If I add an IPTC tag before retouching, then everything is fine. If I retouch and then add a tag, DPP looses the changes and thinks the file is fresh from the camera. A quick glance at the file sizes shows that a far chunk of information (500KB or so) has been removed in this process, but DPP still understands the file and nothing crashes.

This makes me think that the extra information applied by DPP is done so in a sane fashion that is correctly tagged in terms of size etc., but what are the next steps I can take in order to find out the essential header data to allow ExitTool to leave the DPP block intact ?

I'm pretty happy at the command line and perl doesn't scare me (although my code may scare others !) but if anyone has some pointers for how to go about investigating this then I'd be most grateful. If others wish to look then I can provide any number of example images (but they are all aorund 8MB in size). TTFN, -- Ian Spray

Posted on 2005-09-27 16:32:22-07 by exiftool in response to 1055

Ouch! You're right! I happen to have DPP here so I just tried this out and the editing information is lost as you said.

CR2 is basically a TIFF format, and ExifTool will copy over any information even if it doesn't recognize it, as long as it is properly referenced in a TIFF image file directory (IFD).

Unfortunately, this extra information is not referenced directly from any TIFF IFD (bad Canon!), so it is not copied to the new file. I will do some more investigating to see if I can figure out how this extra information is referenced.

Posted on 2005-09-27 18:21:59-07 by exiftool in response to 1056

I now understand what DPP is doing. It is simply appending a block of data to the end of the file without otherwise modifying the file at all. This makes a certain amount of sense, and explains why the data isn't referenced from within the TIFF structure. But this is a bit of a pain to say the least because TIFF is not a sequential format, so it is not as easy as just copying everything after then end of the TIFF image because you can't easily tell where the TIFF image ends. I'll keep working on it and hopefully I can come up with a solution, but it may take a few days.

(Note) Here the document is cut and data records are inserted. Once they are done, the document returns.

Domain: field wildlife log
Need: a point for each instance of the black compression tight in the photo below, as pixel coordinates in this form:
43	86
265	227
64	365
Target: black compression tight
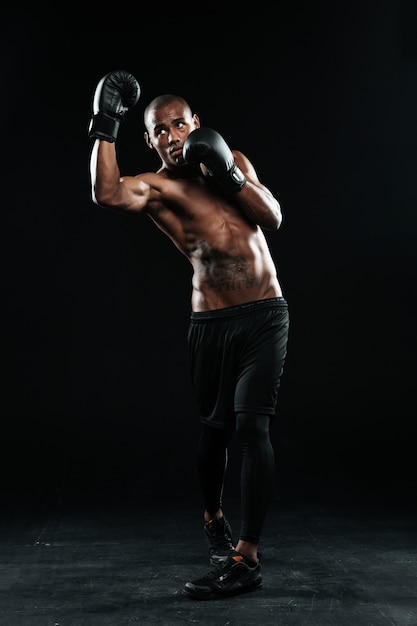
257	471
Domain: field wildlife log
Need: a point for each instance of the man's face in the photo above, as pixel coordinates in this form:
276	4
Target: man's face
167	128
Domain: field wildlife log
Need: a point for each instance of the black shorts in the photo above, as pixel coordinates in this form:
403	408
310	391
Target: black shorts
237	357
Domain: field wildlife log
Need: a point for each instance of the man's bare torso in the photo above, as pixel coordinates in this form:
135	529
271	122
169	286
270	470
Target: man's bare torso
230	257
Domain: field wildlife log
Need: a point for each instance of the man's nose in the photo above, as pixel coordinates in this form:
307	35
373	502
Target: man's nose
173	137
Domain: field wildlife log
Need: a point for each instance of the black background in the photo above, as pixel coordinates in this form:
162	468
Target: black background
96	400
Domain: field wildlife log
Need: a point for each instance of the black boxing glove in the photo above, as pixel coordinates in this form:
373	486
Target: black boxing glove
206	146
114	95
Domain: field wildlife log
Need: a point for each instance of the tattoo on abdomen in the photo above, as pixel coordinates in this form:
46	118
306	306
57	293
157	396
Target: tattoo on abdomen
228	273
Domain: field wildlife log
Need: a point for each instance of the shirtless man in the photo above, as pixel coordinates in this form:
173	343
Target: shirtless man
209	201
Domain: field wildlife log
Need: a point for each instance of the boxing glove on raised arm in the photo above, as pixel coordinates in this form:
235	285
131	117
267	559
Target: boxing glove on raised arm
115	93
205	145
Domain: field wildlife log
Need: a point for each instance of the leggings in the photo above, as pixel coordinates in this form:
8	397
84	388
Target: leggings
256	475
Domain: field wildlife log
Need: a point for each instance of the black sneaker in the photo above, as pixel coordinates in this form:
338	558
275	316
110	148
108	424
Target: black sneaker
237	574
219	536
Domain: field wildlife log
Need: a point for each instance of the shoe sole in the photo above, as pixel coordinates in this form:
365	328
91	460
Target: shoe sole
218	595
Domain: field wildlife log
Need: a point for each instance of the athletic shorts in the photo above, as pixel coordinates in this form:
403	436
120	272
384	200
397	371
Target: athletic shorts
237	357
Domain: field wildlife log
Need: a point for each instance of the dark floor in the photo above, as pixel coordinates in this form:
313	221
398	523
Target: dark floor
327	563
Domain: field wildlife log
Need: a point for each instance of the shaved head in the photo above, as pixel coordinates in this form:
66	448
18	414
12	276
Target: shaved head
161	101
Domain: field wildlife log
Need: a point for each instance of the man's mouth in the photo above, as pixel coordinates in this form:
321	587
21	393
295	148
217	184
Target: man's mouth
176	154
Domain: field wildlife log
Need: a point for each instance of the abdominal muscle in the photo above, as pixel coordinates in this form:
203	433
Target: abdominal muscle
228	276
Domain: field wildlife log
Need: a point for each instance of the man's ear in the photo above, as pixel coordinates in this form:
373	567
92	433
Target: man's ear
148	140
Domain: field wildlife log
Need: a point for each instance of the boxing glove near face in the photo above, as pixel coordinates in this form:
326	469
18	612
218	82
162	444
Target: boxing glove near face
205	145
115	93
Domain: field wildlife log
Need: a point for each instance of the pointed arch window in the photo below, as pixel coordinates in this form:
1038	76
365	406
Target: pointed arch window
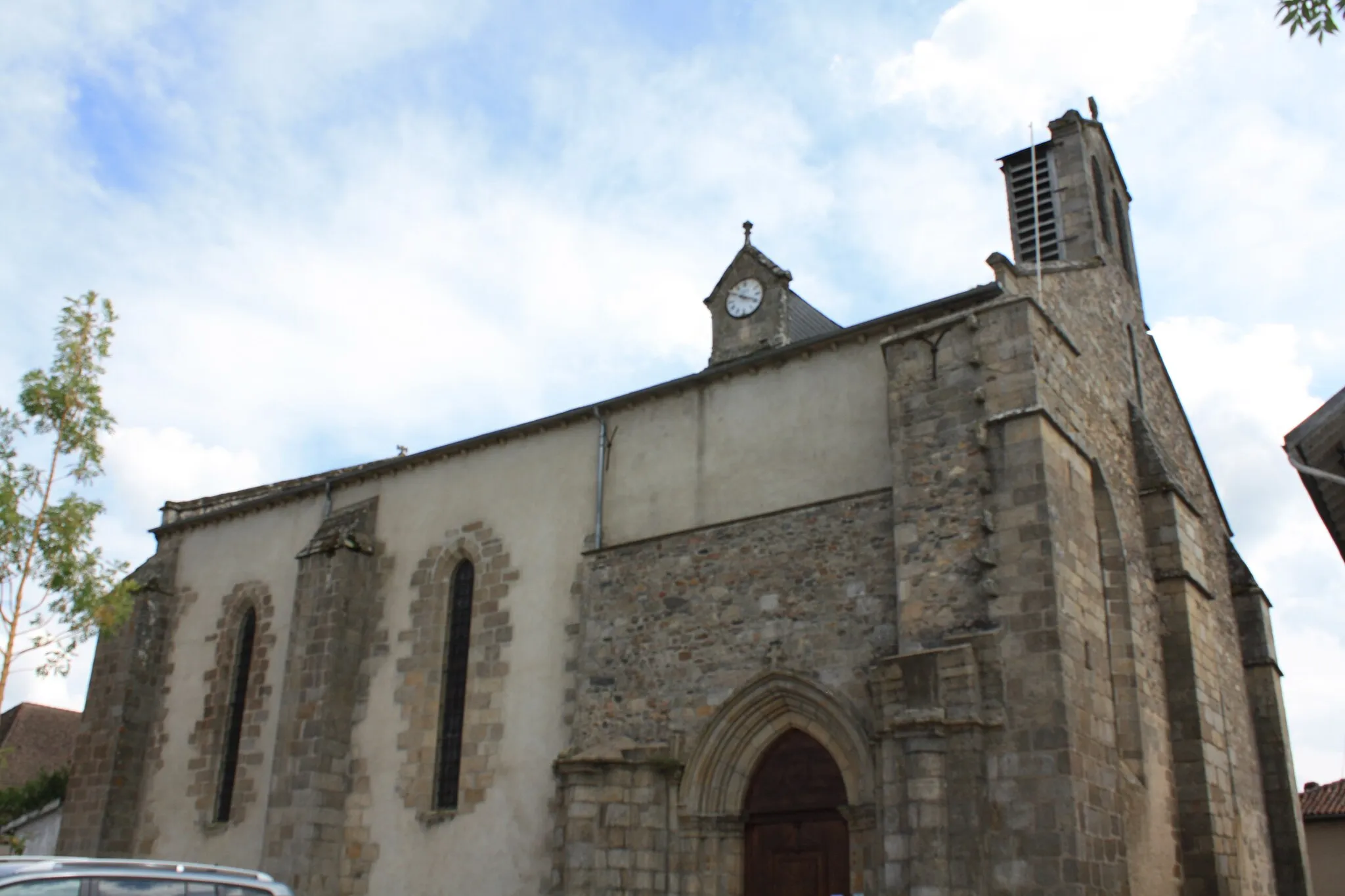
456	644
234	721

Posted on 2005-09-27 19:43:21-07 by minimal in response to 1058

Hmm, like you say it sort of makes sense, at least as far as image integrity goes but it's hardly friendly. Thanks for taking the time to have a look at it: I expect you'll get there faster than I would ! Recipe's can also be saved out as stand-alone files from DPP, so I'll have a look to see if the data is the same in each case, and then try to see if there's anything helpfully unique about the block that you might be able to use. -- Ian

Posted on 2005-09-27 20:03:36-07 by exiftool in response to 1059

The block begins with the character sequence "CANON OPTIONAL DATA". However, this is of limited use because it would slow things down too much to search for this string.

However, I think I may have found a solution which doesn't slow things down too much. I have added some code to keep track of the last data block read from the TIFF, and simply copy anything found after this to the new file. I don't like polluting my general TIFF writer code to copy this non-TIFF information, but it seemed to be the simplest way.

I have modified the 5.64 pre-release version with this change (OK, so I was a bit quicker than I thought), and if you want to test it out you can download it from http://owl.phy.queensu.ca/~phil/exiftool/Image-ExifTool-5.64.tar.gz. I still want to do more testing to be sure this is doing what I want before I release this version officially.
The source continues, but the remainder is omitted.